Les chanceux ont une obligation envers les moins chanceux de la société. Parlons maintenant du « combien donner ? ». Les grandes entreprises du Canada ont réglé cette question en se donnant une définition précise d’une entreprise généreuse, soit de faire des dons à la hauteur de 1 % de ses profits avant impôt. Plusieurs citoyens veulent être généreux, mais ont besoin de critères pour se situer. En 2012, je suis allé à la découverte des citoyens les plus généreux en analysant les rapports de Statistique Canada pour découvrir que ces perles rares font partie du cinquième et dernier quintile de revenus. Les gens de ce groupe qui font des dons y consacrent 2,4 % de leurs revenus.

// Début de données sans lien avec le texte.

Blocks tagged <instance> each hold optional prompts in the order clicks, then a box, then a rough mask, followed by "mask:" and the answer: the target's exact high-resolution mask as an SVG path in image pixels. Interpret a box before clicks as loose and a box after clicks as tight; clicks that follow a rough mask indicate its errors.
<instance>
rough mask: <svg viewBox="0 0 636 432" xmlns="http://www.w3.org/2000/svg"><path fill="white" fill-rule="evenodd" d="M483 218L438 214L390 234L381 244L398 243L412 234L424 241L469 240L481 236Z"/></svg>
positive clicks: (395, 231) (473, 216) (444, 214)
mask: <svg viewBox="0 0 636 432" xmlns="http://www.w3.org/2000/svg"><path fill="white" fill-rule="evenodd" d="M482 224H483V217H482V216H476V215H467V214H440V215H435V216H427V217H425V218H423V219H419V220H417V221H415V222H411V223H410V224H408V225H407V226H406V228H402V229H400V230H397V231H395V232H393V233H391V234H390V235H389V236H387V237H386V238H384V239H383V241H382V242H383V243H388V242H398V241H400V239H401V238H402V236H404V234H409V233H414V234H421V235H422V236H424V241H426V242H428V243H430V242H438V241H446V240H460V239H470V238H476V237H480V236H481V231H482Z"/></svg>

J’ai donc conclu que toute personne ayant un revenu décent pourrait faire des dons totalisant 3 % de ses revenus et que les plus fortunés pourraient se donner une cible de 5 %. Le meilleur garde-fou pour toute personne voulant être généreuse est de déterminer un pourcentage de ses revenus à consacrer aux dons.

Parlons finalement de l’idée qu’un donateur devienne aussi un solliciteur. Je sais que cela paraît exigeant, mais nous avons besoin de tous pour interpeller les non-donateurs et les non-sollicités. Un mécène m’avait dit un jour : « Tu n’es pas venu me voir parce que j’ai de l’argent, mais parce que tu sais que j’en donne. »

Il est vrai qu’un solliciteur, par souci d’efficacité, va prioriser les gens ayant un bon historique de dons et qu’à la longue, on en vient à cesser de solliciter certaines personnes. Chaque nouveau solliciteur, par l'entremise de son réseau de proximité, peut agrandir le cercle de donateurs et c’est ce qui explique, à mon avis, le meilleur bilan philanthropique au Canada anglais.

À la veille d’une nouvelle année, l’occasion est belle de se donner une résolution de type philanthropique pour 2023.